Chaffetz then surmised another reason he may have been picked to deliver jokes at the dinner: “I actually was under the impression because maybe I was an up and coming Republican. But then it turns out they were just looking for a way to save money on alcohol – you know, invite the Mormon!”

“The senator from Idaho isn’t here is he?” he said. The reference to Sen. Michael Crapo (R), who was arrested in December for driving under the influence, elicited gasps and thunderous claps from the audience.

Chaffetz told ITK after finishing up his speech that he was most nervous about getting laughs from the get-go and cracking up the crowd at the beginning of his speech.

At the annual event, Newsweek’s first female senior editor, Lynn Povich, was honored with the Washington Press Club Foundation’s Lifetime Achievement Award.

Others spotted at the gathering: Sen. Elizabeth WarrenElizabeth WarrenKavanaugh conspiracy? Demands to reopen investigation ignore both facts and the law Biden signals tough stance on tech with antitrust picks Poll: 73 percent of Democratic voters would consider voting for Biden in the 2024 primary MORE (D-Mass.) chatting at The Hill’s pre-dinner reception, Rep. Raul Ruiz (D-Calif.), Sen. Richard Shelby (R-Ala.), Sen. Richard Blumenthal (D-Conn.), a partygoer bringing Rep. James McGovern (D-Mass.) a scotch on the rocks, Sen. Mark BegichMark Peter BegichAlaska Senate race sees cash surge in final stretch Alaska group backing independent candidate appears linked to Democrats Sullivan wins Alaska Senate GOP primary MORE (D-Alaska), Rep.

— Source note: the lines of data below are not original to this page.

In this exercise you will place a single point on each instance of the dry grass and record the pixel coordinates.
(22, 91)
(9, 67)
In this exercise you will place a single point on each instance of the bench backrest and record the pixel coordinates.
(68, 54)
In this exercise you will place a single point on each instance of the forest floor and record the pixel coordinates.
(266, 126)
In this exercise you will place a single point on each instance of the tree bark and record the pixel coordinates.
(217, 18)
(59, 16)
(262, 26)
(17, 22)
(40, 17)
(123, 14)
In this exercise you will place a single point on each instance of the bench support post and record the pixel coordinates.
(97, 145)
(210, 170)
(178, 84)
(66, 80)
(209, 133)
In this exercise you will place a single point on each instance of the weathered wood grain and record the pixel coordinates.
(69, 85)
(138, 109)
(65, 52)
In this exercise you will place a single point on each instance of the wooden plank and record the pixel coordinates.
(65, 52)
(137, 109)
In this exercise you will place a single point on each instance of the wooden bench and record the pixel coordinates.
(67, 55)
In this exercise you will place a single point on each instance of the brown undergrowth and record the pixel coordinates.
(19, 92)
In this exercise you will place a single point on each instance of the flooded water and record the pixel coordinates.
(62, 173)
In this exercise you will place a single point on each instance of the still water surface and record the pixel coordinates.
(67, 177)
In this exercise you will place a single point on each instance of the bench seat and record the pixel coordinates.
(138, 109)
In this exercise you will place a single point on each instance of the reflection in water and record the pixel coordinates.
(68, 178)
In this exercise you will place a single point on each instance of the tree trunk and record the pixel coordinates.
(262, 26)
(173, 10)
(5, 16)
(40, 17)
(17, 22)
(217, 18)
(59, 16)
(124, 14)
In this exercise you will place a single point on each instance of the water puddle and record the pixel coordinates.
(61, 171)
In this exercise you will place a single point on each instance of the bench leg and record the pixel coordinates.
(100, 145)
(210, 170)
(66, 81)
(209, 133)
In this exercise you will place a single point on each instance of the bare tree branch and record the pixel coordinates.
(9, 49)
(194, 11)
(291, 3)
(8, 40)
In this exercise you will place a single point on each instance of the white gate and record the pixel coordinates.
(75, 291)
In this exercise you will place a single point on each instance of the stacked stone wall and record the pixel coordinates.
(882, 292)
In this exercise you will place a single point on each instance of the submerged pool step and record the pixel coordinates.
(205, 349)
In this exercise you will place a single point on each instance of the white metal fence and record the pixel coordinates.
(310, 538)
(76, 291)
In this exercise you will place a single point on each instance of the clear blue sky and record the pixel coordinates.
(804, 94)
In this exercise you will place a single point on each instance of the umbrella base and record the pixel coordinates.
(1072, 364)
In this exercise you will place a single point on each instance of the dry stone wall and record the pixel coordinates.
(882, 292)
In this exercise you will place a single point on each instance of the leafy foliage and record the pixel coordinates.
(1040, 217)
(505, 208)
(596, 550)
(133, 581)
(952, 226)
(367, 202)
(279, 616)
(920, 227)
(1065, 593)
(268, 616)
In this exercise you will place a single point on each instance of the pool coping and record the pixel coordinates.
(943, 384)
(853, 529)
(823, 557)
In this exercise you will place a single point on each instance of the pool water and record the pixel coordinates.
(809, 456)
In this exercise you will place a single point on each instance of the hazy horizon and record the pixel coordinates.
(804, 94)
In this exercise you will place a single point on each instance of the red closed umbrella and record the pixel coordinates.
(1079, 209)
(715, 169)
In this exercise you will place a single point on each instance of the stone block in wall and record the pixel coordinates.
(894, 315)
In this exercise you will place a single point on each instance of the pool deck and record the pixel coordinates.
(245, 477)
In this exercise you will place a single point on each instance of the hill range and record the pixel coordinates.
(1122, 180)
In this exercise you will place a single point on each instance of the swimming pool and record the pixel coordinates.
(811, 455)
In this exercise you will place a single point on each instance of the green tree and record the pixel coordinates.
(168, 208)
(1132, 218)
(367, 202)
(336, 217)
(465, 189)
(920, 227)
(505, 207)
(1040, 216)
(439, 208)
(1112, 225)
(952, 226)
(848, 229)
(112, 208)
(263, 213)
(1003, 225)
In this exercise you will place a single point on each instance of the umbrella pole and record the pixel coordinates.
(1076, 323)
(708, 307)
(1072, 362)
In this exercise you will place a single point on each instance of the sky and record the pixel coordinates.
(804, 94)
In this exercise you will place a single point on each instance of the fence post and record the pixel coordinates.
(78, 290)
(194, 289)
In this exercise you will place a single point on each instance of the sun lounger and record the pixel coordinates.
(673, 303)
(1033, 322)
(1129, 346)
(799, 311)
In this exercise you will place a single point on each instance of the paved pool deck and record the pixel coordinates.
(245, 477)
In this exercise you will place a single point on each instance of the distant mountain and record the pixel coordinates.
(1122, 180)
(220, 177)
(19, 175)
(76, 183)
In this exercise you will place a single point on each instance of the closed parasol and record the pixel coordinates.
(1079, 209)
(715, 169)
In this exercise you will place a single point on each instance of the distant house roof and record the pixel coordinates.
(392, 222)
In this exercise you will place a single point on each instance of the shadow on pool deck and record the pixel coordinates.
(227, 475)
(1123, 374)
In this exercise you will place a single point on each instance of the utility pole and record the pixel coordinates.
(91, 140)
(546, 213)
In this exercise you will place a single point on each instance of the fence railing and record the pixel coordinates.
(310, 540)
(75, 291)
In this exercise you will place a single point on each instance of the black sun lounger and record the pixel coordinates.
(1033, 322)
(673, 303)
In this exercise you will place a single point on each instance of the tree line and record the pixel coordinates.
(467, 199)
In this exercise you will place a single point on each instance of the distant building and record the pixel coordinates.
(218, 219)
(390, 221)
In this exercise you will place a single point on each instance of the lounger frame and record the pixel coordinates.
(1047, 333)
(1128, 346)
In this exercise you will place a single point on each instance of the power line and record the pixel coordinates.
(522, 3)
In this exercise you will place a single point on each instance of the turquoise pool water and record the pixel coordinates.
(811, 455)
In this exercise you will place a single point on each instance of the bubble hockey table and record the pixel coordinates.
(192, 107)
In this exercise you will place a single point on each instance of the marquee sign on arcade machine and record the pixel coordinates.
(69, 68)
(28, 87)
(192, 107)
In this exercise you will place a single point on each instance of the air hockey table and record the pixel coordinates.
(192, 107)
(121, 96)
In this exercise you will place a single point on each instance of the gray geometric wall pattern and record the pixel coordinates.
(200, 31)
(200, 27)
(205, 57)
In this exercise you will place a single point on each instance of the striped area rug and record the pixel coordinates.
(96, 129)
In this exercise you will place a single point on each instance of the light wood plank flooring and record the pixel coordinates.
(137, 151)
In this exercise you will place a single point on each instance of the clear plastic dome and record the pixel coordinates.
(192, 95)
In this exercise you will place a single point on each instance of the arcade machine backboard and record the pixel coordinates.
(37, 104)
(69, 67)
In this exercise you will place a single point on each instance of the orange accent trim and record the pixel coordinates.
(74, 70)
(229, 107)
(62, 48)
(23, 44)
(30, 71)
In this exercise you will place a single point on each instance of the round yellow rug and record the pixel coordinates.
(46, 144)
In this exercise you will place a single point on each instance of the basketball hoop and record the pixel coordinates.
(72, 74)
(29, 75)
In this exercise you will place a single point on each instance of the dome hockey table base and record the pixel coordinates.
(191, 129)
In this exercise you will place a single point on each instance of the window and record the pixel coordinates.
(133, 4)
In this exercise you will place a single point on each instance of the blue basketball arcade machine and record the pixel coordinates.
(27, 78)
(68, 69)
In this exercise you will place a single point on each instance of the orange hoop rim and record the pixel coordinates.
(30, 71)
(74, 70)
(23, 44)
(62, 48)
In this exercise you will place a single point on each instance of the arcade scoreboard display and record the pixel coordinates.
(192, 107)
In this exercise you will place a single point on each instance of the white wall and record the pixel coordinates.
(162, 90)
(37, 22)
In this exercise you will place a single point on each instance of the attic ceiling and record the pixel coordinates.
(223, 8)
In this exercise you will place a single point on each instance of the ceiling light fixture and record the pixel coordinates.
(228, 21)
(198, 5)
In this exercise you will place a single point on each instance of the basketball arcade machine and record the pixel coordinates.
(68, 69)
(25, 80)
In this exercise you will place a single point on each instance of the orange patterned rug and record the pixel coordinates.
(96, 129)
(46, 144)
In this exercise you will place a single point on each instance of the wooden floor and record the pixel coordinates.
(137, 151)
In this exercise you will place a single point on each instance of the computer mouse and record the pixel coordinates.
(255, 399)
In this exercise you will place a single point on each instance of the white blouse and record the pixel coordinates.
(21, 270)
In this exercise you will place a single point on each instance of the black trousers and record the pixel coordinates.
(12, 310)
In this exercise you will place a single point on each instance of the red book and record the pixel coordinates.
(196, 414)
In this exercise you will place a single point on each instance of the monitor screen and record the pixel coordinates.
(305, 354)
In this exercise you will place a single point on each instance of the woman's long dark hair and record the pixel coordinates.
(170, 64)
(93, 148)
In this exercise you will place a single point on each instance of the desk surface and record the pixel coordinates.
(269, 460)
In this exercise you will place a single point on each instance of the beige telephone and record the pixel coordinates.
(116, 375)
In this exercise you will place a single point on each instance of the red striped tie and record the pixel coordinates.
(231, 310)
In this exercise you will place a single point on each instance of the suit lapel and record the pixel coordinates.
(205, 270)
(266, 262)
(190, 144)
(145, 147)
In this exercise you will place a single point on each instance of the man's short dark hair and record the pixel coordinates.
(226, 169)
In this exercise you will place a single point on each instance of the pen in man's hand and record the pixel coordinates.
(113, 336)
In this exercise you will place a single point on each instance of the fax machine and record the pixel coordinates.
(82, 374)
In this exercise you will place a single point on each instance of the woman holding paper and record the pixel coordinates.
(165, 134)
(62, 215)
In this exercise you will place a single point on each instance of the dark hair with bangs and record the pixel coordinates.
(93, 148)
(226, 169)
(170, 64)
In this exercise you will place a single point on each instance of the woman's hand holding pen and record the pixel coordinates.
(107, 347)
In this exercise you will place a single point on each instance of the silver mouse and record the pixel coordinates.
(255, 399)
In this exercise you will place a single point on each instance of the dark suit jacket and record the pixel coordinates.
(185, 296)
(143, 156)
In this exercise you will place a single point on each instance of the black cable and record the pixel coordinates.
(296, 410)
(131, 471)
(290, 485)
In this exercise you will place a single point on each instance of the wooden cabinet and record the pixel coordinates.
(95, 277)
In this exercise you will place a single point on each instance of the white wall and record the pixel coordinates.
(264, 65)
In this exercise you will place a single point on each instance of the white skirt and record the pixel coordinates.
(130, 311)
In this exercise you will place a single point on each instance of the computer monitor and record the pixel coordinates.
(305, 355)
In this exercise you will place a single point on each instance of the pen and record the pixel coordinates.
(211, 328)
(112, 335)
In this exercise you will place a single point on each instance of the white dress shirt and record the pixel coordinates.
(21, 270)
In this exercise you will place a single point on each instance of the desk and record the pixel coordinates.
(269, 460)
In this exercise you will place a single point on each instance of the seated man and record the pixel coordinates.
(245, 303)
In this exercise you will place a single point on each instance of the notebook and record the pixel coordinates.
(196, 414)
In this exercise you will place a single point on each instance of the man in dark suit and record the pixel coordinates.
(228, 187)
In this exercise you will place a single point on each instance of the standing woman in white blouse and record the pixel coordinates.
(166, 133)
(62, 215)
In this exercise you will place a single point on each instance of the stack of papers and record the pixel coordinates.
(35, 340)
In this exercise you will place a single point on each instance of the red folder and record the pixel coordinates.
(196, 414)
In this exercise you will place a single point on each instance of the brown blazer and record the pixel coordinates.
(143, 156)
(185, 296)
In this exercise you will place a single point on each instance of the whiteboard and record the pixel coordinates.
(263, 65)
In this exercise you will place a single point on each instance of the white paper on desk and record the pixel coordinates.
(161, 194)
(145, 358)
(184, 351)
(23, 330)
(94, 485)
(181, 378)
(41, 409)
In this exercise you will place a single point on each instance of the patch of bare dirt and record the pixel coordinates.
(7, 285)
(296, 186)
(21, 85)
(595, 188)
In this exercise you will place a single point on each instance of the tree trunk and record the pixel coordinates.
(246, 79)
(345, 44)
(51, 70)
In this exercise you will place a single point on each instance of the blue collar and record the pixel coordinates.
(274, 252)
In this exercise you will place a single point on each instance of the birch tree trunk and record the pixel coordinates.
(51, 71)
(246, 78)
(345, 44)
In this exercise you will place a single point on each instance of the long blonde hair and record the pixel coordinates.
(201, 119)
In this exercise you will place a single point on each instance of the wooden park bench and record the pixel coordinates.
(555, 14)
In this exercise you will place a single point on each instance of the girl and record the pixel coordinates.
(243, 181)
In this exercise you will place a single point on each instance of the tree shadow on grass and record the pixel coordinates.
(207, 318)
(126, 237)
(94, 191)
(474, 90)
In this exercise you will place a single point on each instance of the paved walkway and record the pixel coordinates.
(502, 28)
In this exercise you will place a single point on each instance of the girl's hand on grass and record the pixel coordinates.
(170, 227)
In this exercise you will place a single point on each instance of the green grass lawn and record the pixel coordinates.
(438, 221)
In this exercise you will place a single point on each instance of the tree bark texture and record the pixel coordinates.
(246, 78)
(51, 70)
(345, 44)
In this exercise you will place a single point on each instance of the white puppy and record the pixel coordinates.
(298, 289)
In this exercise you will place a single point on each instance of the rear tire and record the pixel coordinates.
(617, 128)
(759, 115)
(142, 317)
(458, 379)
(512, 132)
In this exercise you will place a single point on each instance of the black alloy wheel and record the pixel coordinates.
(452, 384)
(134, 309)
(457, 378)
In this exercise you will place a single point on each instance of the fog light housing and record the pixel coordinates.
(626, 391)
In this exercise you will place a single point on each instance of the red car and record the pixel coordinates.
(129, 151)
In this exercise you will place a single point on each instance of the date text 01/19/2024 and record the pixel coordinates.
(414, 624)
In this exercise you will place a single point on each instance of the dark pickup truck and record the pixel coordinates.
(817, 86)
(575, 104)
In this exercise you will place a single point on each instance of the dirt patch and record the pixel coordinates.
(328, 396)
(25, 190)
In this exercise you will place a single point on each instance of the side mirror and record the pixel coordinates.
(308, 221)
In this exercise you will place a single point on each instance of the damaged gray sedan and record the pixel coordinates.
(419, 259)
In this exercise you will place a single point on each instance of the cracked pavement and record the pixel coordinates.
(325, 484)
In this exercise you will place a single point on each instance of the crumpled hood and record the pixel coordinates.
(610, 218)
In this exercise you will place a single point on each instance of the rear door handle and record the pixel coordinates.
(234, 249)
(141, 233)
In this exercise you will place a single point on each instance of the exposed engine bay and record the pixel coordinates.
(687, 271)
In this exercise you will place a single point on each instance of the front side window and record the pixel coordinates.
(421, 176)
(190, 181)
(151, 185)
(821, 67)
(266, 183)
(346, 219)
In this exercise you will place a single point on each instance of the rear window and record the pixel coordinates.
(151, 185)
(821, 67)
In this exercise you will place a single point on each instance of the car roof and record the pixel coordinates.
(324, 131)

Joaquin Castro (D-Texas) chatting with a bolo tie-sporting Sen. Martin HeinrichMartin Trevor HeinrichSenate panel advances controversial public lands nominee in tie vote A plan to address the growing orphaned wells crisis Schumer vows to only pass infrastructure package that is 'a strong, bold climate bill' MORE (D-N.M.), Sen. Jeff FlakeJeffrey (Jeff) Lane FlakeBiden nominates former Sen. Tom Udall as New Zealand ambassador Biden to nominate Jane Hartley as UK ambassador: report The Hill's Morning Report - Presented by Goldman Sachs - Voting rights will be on '22, '24 ballots MORE (R-Ariz.), Rep. Elijah Cummings (D-Md.) and Sen. Mark UdallMark Emery UdallKennedy apologizes for calling Haaland a 'whack job' OVERNIGHT ENERGY: Haaland courts moderates during tense confirmation hearing | GOP's Westerman looks to take on Democrats on climate change | White House urges passage of House public lands package Udalls: Haaland criticism motivated 'by something other than her record' MORE (D-Colo.).